Una vez le dijo la Rarita. Creo que pensó que ella no lo había escuchado, pero yo sí escuché y no dije nada.
Otra mañana le pidió que cambiara una góndola entera. Irene se quedó quieta con una botella en la mano. Yo repetí la indicación, por si no había entendido.
El Supervisor me miró.
—Acá el jefe soy yo, Maty.
Conmigo se pasó una sola vez. Estábamos en el depósito acomodando cajas de preservativos. Hizo un chiste y yo le contesté que era un desubicado. Me dijo puto. Desde entonces hablábamos sólo de trabajo. A Irene nunca se lo conté, me dio vergüenza, no sé de qué.
Ayer, después del tercer pack de lavandina, Irene empezó a mover el brazo como si se le hubiera dormido. Se lo sostenía con la otra mano.
—Me arde— dijo. La semana anterior se había quemado en el depósito. Había apoyado el antebrazo contra una tubería caliente.
—No escuché la caldera— me explicó y después se rió. Enseguida hizo una mueca. Le pregunté si había ido a la guardia.
—Después— No sé qué quería decir con después.
Por el parlante anunciaron una oferta. Primero sonó el pitido de siempre. Irene levantó la cabeza recién cuando repitieron que había dos por uno en arroz.
—¿Qué dijeron?— preguntó. Se lo repetí. El Supervisor apareció detrás de nosotros. Venía caminando despacio.
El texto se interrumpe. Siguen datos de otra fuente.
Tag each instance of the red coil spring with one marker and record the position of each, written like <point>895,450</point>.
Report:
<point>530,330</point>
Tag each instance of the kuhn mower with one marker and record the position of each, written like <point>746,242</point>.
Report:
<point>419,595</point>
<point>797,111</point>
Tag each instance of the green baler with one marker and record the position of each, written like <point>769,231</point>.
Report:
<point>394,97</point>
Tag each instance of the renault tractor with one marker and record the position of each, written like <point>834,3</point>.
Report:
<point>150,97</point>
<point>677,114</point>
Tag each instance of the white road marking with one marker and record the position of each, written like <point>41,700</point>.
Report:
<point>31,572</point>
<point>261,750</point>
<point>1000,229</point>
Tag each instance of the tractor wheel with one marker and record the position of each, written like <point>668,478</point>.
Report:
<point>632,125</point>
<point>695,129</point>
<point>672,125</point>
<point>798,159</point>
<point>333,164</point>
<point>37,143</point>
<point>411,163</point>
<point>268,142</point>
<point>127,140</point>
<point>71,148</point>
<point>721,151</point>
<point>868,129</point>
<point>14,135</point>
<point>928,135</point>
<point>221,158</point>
Dijo algo sobre el pasillo. Irene no contestó. Él repitió la frase, más fuerte. Ella dejó caer una botella, no se rompió, solo rodó hasta el fondo y chocó contra la góndola.
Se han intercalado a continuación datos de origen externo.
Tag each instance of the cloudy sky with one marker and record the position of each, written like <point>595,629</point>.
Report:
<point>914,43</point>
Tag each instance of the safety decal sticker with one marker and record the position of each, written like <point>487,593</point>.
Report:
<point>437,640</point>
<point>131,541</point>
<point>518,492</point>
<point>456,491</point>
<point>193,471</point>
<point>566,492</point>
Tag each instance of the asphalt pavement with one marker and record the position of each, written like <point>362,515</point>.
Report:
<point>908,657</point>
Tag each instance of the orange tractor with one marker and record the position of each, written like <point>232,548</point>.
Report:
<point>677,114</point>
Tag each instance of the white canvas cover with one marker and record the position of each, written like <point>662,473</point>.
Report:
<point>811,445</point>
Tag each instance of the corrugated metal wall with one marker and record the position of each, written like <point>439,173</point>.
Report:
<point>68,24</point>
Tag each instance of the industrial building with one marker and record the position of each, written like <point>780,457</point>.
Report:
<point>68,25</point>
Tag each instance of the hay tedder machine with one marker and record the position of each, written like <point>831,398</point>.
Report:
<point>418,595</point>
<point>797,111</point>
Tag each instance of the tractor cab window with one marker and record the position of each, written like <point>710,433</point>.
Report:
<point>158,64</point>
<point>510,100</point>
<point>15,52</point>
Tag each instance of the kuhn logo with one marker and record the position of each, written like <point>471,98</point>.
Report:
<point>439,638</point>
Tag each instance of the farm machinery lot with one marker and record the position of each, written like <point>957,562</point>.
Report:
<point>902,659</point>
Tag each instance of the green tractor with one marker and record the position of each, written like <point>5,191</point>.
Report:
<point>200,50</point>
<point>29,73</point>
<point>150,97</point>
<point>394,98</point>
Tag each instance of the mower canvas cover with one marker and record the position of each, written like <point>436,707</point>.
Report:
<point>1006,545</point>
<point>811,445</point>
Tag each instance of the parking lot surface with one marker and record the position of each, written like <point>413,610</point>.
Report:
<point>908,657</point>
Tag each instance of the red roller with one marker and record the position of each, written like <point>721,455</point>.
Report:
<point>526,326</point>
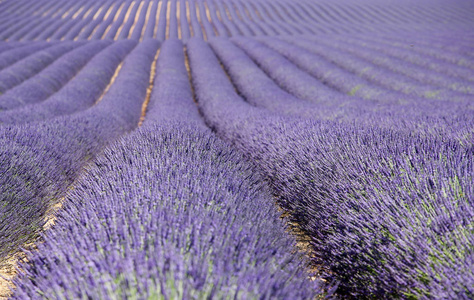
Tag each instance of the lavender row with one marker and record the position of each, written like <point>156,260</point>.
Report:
<point>80,93</point>
<point>40,161</point>
<point>213,234</point>
<point>48,20</point>
<point>330,74</point>
<point>292,79</point>
<point>168,212</point>
<point>258,89</point>
<point>431,51</point>
<point>11,56</point>
<point>408,70</point>
<point>412,56</point>
<point>378,76</point>
<point>51,79</point>
<point>356,206</point>
<point>377,107</point>
<point>325,76</point>
<point>172,98</point>
<point>30,66</point>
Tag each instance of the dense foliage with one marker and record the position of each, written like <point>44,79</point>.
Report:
<point>237,149</point>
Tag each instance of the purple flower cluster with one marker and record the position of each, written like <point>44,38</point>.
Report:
<point>269,149</point>
<point>172,212</point>
<point>39,161</point>
<point>389,212</point>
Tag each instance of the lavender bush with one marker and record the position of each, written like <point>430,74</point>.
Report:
<point>354,191</point>
<point>39,162</point>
El Supervisor la levantó y la puso de pie.
—Hay que apurar un poco, Irene.
Después le miró el brazo.
—¿Otra vez?
Ella no dijo nada.
A mí me mandó a la góndola del arroz. Mientras me iba, Irene se quedó de espaldas, con el brazo pegado al cuerpo. Pensé en decirle que fuera al baño. Que se sentara. Que pidiera salir antes. No le dije nada.
No. Estuve el resto de la tarde con Guille, uno nuevo. Había entrado la semana anterior. Parece que él y el Supervisor se conocían desde chicos.
Ordenamos arroz durante horas. Guille hablaba mucho. Contó cosas del barrio, del club donde habían jugado de chicos, de las noches que habían terminado tirados en la vereda al amanecer.
—Lo conozco de toda la vida— dijo.
En un momento, un poco antes de terminar de ordenar los paquetes de arroz, pensé en Irene y le pregunté si la había visto. Guille dijo que sí. Que había ido a la cocina. Se quejaba del brazo. Una de las chicas le había preparado un té y la había hecho sentarse.
Entonces dejé de preocuparme. Eso me dije.
Ayer a última hora vi al Supervisor en el pasillo de limpieza. Acomodó una botella que había quedado torcida. Me miró como si fuera a decir algo, pero no dijo nada.
No. Hoy Guille no vino. El Supervisor tampoco.
Pregunté por ellos y me dijeron que capaz habían pedido el día, pero nadie sabía bien, o nadie me quiso explicar. Mejor no preguntar tanto. Eso me dijeron.
Ayer vinieron los de mantenimiento. Estuvieron en la cocina y en el depósito. Dijeron que había una pérdida en una de las tuberías. Que alguien se había apoyado en la cañería caliente. Que había que señalizar mejor. Hablaron de la tubería. De la caldera. Del carro.
Nadie dijo el nombre de Irene.
Con Irene no hablamos fuera del trabajo.
No tengo su teléfono. No sé dónde vive ni con quién.
Sé que le gustan los caramelos de limón.
Sé que puede acomodar treinta botellas con las etiquetas mirando exactamente hacia el mismo lado y después dejar una torcida a propósito.
—Para que tenga algo de que quejarse— me había dicho una vez cuando vio venir al Supervisor.
No. Irene tampoco vino hoy.
Sí.
Hoy somos menos.
Nota de autora:
Este cuento nació de una consigna del Taller Un millón de Mundos coordinado por Julieta Pikerton y organizado por la librería La Sede Bariloche, a partir de la lectura del manifiesto "No" de Sara Ahmed.
Gracias July y al taller por abrir esa puerta de escritura.